ISER Working Paper Series 2019-06
Top incomes in the UK: analysis of the 2015-16 Survey of Personal Incomes
17 Jun 2019
Using administrative tax data, we estimate top income shares for the UK through to 2015-16 (at the time of writing, the UK data held by the World Income Database stopped in 2014-15). Top income shares fell back considerably in 2009, but there is now a clear upward trend: by 2015/16, the share of income going to the top 0.1 percent was the second highest it had ever been (after 2009/10). Given Burkhauser et al. (2018a)’s findings that the main dataset used to measure income inequality in the UK does not capture the incomes of the very rich (even after a statistical correction), this suggests we should modify the story about recent inequality trends to one which recognises that, while gaps across most of the distribution might be shrinking, the very rich in the UK are continuing to pull away.
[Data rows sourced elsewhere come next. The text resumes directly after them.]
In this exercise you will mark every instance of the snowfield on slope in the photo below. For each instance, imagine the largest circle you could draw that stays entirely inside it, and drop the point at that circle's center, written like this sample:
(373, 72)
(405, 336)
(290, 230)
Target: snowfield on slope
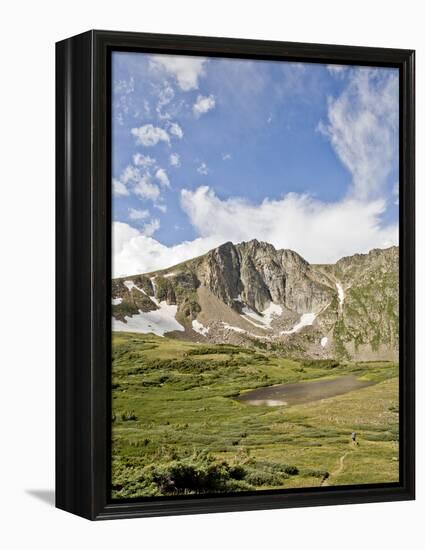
(341, 294)
(266, 317)
(158, 322)
(199, 328)
(306, 320)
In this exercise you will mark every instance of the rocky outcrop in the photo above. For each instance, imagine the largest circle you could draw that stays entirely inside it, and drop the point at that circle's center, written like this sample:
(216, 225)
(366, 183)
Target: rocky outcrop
(253, 293)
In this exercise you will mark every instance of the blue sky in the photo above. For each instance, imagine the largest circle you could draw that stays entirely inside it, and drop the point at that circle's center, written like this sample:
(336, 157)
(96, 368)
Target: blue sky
(210, 149)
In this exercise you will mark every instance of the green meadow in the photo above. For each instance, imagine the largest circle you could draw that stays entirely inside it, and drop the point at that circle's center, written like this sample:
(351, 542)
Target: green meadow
(178, 429)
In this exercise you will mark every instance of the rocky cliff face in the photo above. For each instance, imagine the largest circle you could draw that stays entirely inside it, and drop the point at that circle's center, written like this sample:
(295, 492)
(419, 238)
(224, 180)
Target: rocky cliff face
(253, 294)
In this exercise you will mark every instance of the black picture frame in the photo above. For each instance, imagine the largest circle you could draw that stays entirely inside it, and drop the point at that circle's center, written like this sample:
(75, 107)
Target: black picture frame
(83, 273)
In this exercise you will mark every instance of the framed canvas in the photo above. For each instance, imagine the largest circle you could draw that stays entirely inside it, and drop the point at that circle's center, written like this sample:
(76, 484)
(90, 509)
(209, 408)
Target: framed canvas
(235, 275)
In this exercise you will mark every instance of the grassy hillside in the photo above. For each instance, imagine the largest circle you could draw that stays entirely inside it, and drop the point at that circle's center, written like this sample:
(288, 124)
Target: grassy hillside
(177, 428)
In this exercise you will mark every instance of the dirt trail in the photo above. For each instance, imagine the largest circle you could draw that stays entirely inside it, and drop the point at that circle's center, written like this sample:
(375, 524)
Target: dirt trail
(338, 470)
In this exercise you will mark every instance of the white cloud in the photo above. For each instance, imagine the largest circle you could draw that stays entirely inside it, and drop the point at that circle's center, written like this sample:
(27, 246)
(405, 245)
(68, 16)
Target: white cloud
(136, 214)
(175, 130)
(149, 135)
(161, 207)
(185, 69)
(150, 228)
(143, 160)
(203, 104)
(134, 252)
(363, 129)
(320, 232)
(175, 159)
(202, 169)
(130, 174)
(338, 70)
(162, 177)
(118, 188)
(299, 222)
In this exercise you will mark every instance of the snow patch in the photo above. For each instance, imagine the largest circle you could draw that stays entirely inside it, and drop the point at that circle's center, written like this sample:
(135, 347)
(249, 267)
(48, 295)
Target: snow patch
(199, 327)
(130, 285)
(266, 317)
(341, 294)
(154, 300)
(236, 329)
(158, 322)
(306, 320)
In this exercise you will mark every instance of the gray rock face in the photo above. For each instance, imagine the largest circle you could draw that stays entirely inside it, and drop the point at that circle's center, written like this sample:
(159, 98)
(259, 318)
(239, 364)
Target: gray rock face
(352, 306)
(257, 273)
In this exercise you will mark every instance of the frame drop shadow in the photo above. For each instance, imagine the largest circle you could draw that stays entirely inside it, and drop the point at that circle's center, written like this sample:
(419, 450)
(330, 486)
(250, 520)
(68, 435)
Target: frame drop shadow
(45, 495)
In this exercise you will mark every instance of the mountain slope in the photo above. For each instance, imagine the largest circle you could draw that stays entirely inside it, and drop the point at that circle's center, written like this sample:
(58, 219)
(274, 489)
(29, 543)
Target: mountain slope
(252, 294)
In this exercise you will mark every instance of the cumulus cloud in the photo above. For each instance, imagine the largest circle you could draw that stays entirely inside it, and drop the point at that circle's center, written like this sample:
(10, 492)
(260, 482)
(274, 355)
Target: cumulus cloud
(203, 104)
(320, 232)
(175, 159)
(145, 189)
(118, 188)
(165, 96)
(185, 69)
(135, 214)
(143, 160)
(135, 252)
(362, 128)
(202, 169)
(338, 70)
(150, 228)
(162, 177)
(175, 130)
(149, 135)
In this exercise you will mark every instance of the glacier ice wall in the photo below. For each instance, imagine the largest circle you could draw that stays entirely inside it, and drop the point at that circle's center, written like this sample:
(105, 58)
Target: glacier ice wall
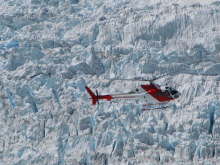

We present new analysis of the characteristics of those in the top 10%, top 1%, top 0.1% and top 0.01% that accounts fully for the composite records, confirming that those with the highest incomes tend to be male, aged 45 to 64, living in London or the south-east of England, and working in “finance, insurance and real estate” or providing “professional, scientific and technical services”. We estimate standard errors using the bootstrap as best we can to account for the significant over-sampling of those on top incomes.